В разговоре старух звучала одна и та же нота - подчинения своей судьбе. У Фифины она выходила мельче и простоватее; у ее приемной матери гораздо сильнее и сознательнее…

Старуха приподнялась и спустила ноги с кровати. Ей захотелось самой поглядеть, как спят ее милые зверьки, дававшие ей и Фифине заработок на лишнюю чашку чаю, на платье и теплые чулки, на маленький подарочек внуке.

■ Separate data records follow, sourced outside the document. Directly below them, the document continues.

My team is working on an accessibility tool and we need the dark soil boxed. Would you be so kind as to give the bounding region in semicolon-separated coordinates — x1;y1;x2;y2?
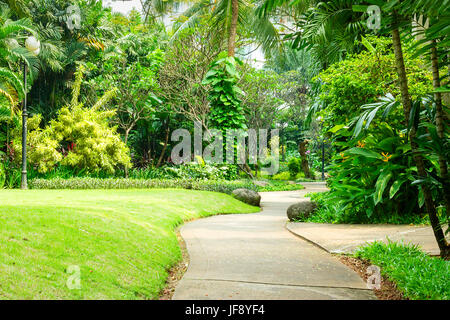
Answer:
158;230;189;300
339;255;406;300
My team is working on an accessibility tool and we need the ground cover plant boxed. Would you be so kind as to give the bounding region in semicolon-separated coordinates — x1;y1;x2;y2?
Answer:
355;241;450;300
0;189;258;299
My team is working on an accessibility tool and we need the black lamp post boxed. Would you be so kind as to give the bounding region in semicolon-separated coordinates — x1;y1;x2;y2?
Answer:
316;116;325;181
21;36;40;190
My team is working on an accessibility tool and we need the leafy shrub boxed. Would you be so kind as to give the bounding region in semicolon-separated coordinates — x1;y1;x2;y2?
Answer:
157;163;236;180
305;191;429;224
271;171;293;180
29;177;305;193
10;163;238;189
10;66;131;174
129;163;238;181
313;36;433;132
308;123;428;223
0;161;5;188
1;159;20;188
29;177;259;194
287;158;301;178
272;171;313;181
355;241;450;300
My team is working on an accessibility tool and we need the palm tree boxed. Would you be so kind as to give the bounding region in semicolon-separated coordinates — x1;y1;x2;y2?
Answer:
259;0;450;257
395;0;450;257
400;0;450;233
158;0;280;58
21;0;117;116
257;0;367;67
227;0;239;56
0;4;39;112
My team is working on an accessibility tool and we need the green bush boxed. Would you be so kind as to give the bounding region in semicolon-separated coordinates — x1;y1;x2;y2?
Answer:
314;36;433;132
128;163;238;181
287;158;301;178
152;163;237;180
315;121;449;223
1;160;20;188
0;162;5;188
10;66;131;174
272;171;312;181
355;241;450;300
272;171;293;180
29;177;305;193
29;177;258;194
305;191;430;224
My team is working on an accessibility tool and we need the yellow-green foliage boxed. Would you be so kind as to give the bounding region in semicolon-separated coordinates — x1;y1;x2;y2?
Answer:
314;37;434;130
12;67;131;173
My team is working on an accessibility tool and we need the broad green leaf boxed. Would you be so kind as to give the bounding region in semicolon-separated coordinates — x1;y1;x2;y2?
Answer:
352;5;368;12
374;171;392;205
361;36;376;53
348;147;382;159
365;107;380;129
328;124;346;133
353;113;366;137
418;188;425;208
389;178;407;199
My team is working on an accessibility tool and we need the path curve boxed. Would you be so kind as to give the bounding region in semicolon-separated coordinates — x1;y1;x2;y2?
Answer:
172;182;376;300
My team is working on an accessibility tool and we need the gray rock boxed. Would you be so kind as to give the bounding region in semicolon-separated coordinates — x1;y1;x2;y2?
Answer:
287;201;317;221
232;188;261;207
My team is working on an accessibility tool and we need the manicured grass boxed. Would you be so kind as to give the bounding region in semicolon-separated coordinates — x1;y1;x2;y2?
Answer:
0;189;258;299
355;241;450;300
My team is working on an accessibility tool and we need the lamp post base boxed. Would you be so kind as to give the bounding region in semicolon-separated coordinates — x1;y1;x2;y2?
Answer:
21;171;27;189
21;63;28;190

Она ходила бодро и не горбилась. Небольшого роста, недавно еще полная, Катерина Петровна в этой затхлой и тесной комнате сама держала себя опрятно, хотя носила уже третью зиму все тот же шелковый капот, перешитый два раза.

- Тютеньки!.. спят милые…

Она прозвала песцов "тютьками".

III

У Катерины Петровны лицо белое, почти не морщинистое, с крупными чертами. Брови сохранились в виде тонких черточек. Из-под чепца не видно седых волос. Глаза уже потухли, а были когда-то нежно-голубые. Рот не провалился; все передние зубы налицо и не очень пожелтели.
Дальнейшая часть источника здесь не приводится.